5. the detection of mononucleotide polymorphism site
(1) dilution of genome DNA sample
DNA concentration according to measuring adds appropriate sterilizing bi-distilled water in 96 orifice plates, and DNA sample to be measured all is diluted to 10ng/ μ L.
(2) primer dilution
1. PCR primer dilution (totally 27 * 2):
Synthetic primer is diluted to 240 μ mol/L; Respectively get 5 μ L the PCR primer diluted from 54 pipes and join in a new epoxy resin pipe, and add 210 μ L sterilizing bi-distilled waters, as new multiple PCR primer pond; Have 480 μ L reagent in PCR primer pond, each primer final concentration is 2.5 μ mol/L.

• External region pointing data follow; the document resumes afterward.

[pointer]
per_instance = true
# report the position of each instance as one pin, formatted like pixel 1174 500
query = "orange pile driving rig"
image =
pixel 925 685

2. extend primer dilution (totally 27):
Synthetic primer is diluted to 240 μ mol/L; Respectively get 5 μ L the extension primer diluted from 27 pipes and join in a new epoxy resin pipe, and add 105 μ L sterilizing bi-distilled waters as new extension primer pond; Extend in the primer pond and have 240 μ L reagent, each primer final concentration is 5 μ mol/L.
(3) the heavy PCR of 27-
1. prepare the multiple reaction mixture, the required reagent of each 96 orifice plate (96 samples) is composed as follows:
Primer pond (each primer concentration is 2.5 μ mol/L) 10.56 μ L
DNTPs (each constituent concentration is 2.5mmol/L) 18.77 μ L
10 * PCR damping fluid II, 52.8 μ L
MgCl
2(25mmol/L) 105.6μL
Amplitaq Gold archaeal dna polymerase (5 units/μ L) 10.56 μ L
Bi-distilled water 118.51 μ L
Add up to 316.8 μ L
2. to the PCR mixture that adds 3 μ L to prepare in the 96 every holes of orifice plate, then the genomic dna diluted is joined to corresponding Nei,Mei hole, hole add 2 μ L.
3. use shrouding film phonograph seal 96 orifice plates, centrifugal 10 seconds of 1000r/min.
4. operation following program: HOLD:94 ℃ 1min → 40 circulations on gene-amplificative instrament: 94 ℃ 30 seconds, 55 ℃ 30 seconds, 72 ℃ of 1min → HOLD:4 ℃ of 10min.
(4) PCR product purification
1. according to the system in following table, prepare purified reagent:
Exonuclease I (20 units/μ L) 10.56 μ L
Alkaline phosphatase (1 unit/μ L) 105.13 μ L
10 * alkaline phosphatase damping fluid, 31.68 μ L
Bi-distilled water 169.43 μ L
Add up to 316.8 μ L
2., after PCR finishes, take out 96 orifice plates, centrifugal 10 seconds of 1000r/min, every hole adds the purified reagent of the new preparation of 3 μ L.
3. get new shrouding film phonograph seal 96 orifice plates, centrifugal 10 seconds of 1000r/min.
4. move following program on gene-amplificative instrament: 37 ℃ of 30min → 96 ℃ 10min → 4 ℃ of 10min.The PCR product that purifying is good can be deposited several days under-20 ℃ of conditions.
(5) primer extension reaction
1. good PCR product thaws micro-array chip to be extended to dilution buffer liquid and purifying in advance.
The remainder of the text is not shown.